7. BooksActually and the Yong Siak Street Cool-Down
End your trail at Yong Siak Street, a short pedestrian-friendly stretch that has become Tiong Bahru's boutique corridor. BooksActually, now relocated but spiritually rooted here, helped catalyse the street's transformation from residential afterthought into a curated destination. Its successor independent shops sell local fiction, letterpress prints, and handmade notebooks — browsing material for your post-kueh digestive stroll.
Napa Wine Kitchen at 40A Yong Siak Street opens for evening service but the terrace is worth walking past for its iron-lattice chairs set against the pastel shophouse façade. Several small galleries rotate shows monthly — check Common Man Coffee Roasters' notice board at number 22 for current listings and neighbourhood events.

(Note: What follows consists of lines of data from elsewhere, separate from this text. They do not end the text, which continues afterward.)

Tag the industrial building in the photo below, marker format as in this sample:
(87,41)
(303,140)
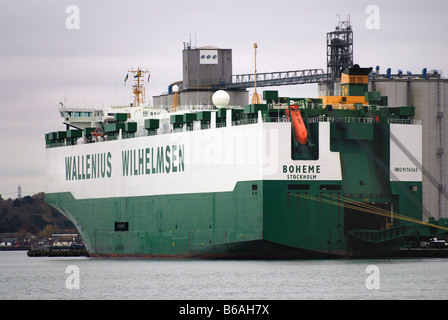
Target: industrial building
(207,69)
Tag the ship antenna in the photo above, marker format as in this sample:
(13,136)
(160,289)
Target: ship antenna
(139,88)
(255,98)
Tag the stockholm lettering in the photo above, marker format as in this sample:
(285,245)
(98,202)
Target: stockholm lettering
(301,169)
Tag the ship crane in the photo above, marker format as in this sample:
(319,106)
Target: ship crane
(255,97)
(139,89)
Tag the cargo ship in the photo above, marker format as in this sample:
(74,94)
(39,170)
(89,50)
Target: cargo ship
(337,176)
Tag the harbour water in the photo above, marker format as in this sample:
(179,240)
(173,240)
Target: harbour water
(68,278)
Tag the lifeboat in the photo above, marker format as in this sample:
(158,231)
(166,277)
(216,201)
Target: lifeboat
(300,132)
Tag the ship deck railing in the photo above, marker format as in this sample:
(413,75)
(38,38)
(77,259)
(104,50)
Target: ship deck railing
(283,118)
(322,118)
(404,121)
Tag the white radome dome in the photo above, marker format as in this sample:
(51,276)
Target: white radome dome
(221,99)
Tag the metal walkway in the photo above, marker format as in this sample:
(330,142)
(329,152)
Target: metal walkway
(281,78)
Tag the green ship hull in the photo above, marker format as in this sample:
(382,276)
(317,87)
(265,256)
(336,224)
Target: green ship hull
(352,189)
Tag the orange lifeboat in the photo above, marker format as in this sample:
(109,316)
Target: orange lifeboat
(300,132)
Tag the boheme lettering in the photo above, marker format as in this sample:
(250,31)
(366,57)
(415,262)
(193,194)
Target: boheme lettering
(153,160)
(301,169)
(89,166)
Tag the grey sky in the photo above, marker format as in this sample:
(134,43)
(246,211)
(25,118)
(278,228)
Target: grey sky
(41,61)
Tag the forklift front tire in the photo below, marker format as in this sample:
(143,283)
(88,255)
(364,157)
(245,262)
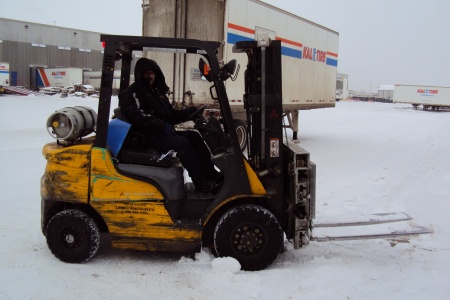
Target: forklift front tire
(241,131)
(73,236)
(251,234)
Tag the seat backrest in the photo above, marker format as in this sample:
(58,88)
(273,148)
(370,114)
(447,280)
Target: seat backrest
(118,114)
(117,132)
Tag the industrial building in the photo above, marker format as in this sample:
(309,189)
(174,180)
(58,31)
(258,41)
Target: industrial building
(26,46)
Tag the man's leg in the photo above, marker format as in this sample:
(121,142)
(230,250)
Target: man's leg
(188,157)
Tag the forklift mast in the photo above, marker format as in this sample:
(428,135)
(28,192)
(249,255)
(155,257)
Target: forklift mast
(263,105)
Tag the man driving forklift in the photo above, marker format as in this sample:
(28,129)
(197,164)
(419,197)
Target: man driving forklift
(145,105)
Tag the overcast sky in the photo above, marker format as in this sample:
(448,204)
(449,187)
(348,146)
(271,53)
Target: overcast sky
(380,41)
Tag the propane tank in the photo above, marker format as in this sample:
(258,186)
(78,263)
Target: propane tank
(71,123)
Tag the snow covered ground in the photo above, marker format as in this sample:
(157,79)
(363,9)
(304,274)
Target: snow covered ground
(371,158)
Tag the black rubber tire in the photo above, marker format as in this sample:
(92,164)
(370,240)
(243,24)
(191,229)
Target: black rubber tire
(241,131)
(73,236)
(251,234)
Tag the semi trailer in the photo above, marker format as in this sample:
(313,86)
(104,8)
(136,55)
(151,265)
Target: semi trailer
(434,97)
(309,52)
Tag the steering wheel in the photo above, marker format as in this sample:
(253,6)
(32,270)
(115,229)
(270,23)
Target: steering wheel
(197,113)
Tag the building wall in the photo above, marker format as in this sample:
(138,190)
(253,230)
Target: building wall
(25,45)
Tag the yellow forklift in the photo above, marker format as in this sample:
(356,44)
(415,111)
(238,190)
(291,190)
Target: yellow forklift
(142,200)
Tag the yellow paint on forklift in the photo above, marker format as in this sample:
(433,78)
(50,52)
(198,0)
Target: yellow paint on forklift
(107,184)
(255,183)
(143,219)
(132,209)
(66,176)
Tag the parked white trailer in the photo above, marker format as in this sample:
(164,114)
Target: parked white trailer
(309,51)
(4,74)
(94,78)
(433,97)
(58,77)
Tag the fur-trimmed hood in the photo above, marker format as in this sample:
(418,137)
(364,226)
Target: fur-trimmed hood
(145,64)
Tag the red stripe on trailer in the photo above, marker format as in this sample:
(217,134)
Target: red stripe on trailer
(44,77)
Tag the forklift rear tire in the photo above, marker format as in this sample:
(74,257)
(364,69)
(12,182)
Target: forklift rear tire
(73,236)
(251,234)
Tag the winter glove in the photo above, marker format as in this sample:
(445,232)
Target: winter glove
(169,130)
(188,111)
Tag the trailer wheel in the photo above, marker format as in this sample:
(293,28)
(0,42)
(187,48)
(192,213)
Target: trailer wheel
(73,236)
(251,234)
(241,131)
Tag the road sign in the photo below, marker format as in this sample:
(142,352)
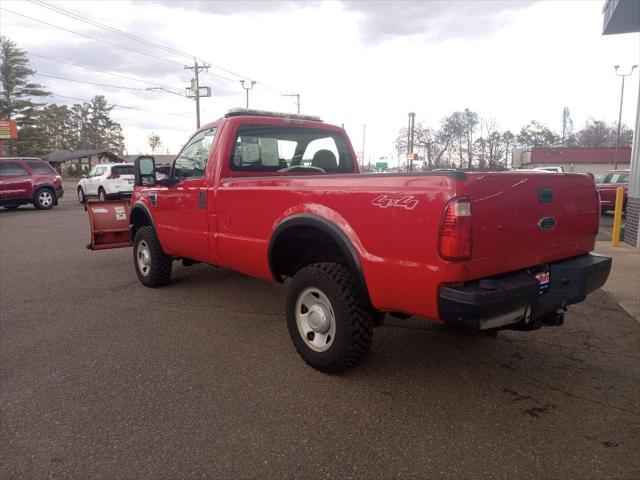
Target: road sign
(8,130)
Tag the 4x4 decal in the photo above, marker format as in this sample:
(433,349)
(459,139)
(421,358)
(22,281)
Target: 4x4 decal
(407,201)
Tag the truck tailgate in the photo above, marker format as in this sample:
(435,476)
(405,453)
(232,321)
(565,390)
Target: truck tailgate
(525,219)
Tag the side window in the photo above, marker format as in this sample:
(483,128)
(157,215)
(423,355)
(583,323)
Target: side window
(192,160)
(41,167)
(11,169)
(623,178)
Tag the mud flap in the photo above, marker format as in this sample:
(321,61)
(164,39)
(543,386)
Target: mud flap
(109,222)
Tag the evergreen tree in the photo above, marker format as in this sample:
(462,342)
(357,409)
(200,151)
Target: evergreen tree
(17,94)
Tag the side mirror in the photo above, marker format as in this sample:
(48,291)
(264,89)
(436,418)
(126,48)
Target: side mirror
(145,171)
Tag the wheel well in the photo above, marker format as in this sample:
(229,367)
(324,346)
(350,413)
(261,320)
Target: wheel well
(299,246)
(139,218)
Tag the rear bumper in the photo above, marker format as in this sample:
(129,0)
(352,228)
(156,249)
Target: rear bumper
(514,300)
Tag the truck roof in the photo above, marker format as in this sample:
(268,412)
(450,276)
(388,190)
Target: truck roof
(238,112)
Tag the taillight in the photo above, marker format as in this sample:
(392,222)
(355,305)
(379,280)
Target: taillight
(455,230)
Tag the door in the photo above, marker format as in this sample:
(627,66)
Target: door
(181,208)
(15,180)
(92,182)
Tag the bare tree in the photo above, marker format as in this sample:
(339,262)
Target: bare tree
(154,142)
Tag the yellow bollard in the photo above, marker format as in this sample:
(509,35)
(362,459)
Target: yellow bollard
(617,217)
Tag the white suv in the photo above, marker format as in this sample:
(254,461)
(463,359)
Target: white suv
(106,180)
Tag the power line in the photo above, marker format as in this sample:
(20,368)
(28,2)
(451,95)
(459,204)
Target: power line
(151,43)
(126,107)
(132,36)
(67,62)
(120,87)
(95,39)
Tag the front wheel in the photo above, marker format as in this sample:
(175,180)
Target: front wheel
(152,265)
(44,199)
(328,321)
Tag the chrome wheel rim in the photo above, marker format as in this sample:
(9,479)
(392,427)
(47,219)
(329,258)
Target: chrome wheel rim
(315,319)
(143,257)
(45,198)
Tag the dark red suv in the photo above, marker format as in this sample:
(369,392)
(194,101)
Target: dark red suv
(29,180)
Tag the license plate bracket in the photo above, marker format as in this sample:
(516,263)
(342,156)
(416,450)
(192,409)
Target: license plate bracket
(544,277)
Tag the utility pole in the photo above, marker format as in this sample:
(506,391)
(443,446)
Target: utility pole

The Bird Singing Corner at the junction of Tiong Bahru Road and Seng Poh Lane is a final, wonderfully eccentric stop. On Sunday mornings, residents hang ornate cages of zebra doves and white-rumped shamas in the covered pavilion, competing informally on whose bird sings the most elaborate phrases. It is free, deeply local, and completely alien to most visitors.
By now it is approaching midday and the heat is serious. Walk five minutes north to Tiong Bahru MRT station on the East-West Line. Two stops take you to Outram Park for an interchange to three other lines — the entire city opens up from here.
Pro tip: The Bird Singing Corner is most active between 8 and 11 a.m. on Sundays. Weekday visits will show you the structure but none of the birds or their fiercely proud owners.
Essential tips
Start your trail no later than 6:30 a.m. The best kueh vendors sell out by mid-morning, and Singapore's equatorial heat makes outdoor walking uncomfortable after 10 a.m. Early risers get both fresher food and softer light for photography.
Carry at least ten dollars in coins and small notes. Many heritage hawker stalls in Tiong Bahru Market still operate on a cash-only basis, particularly the kueh vendors and traditional drink stalls. PayNow QR codes are inconsistent.
Wear comfortable, closed-toe shoes with grip. The market's ground floor can be slippery from wet-market runoff in the early hours, and the heritage walk covers uneven pavement along the five-foot ways of Moh Guan Terrace and Eng Hoon Street.
Take the MRT East-West Line to Tiong Bahru station (EW17) and exit via Exit B. The market is a three-minute walk south along Tiong Bahru Road. Avoid driving — street parking is scarce before the paid lots open at 7:30 a.m.
Bring a small insulated bag if you plan to buy kueh for later. Nonya kueh deteriorates rapidly in Singapore's heat. Galicier Pastry provides plastic containers, but keeping them cool will preserve texture for three to four additional hours.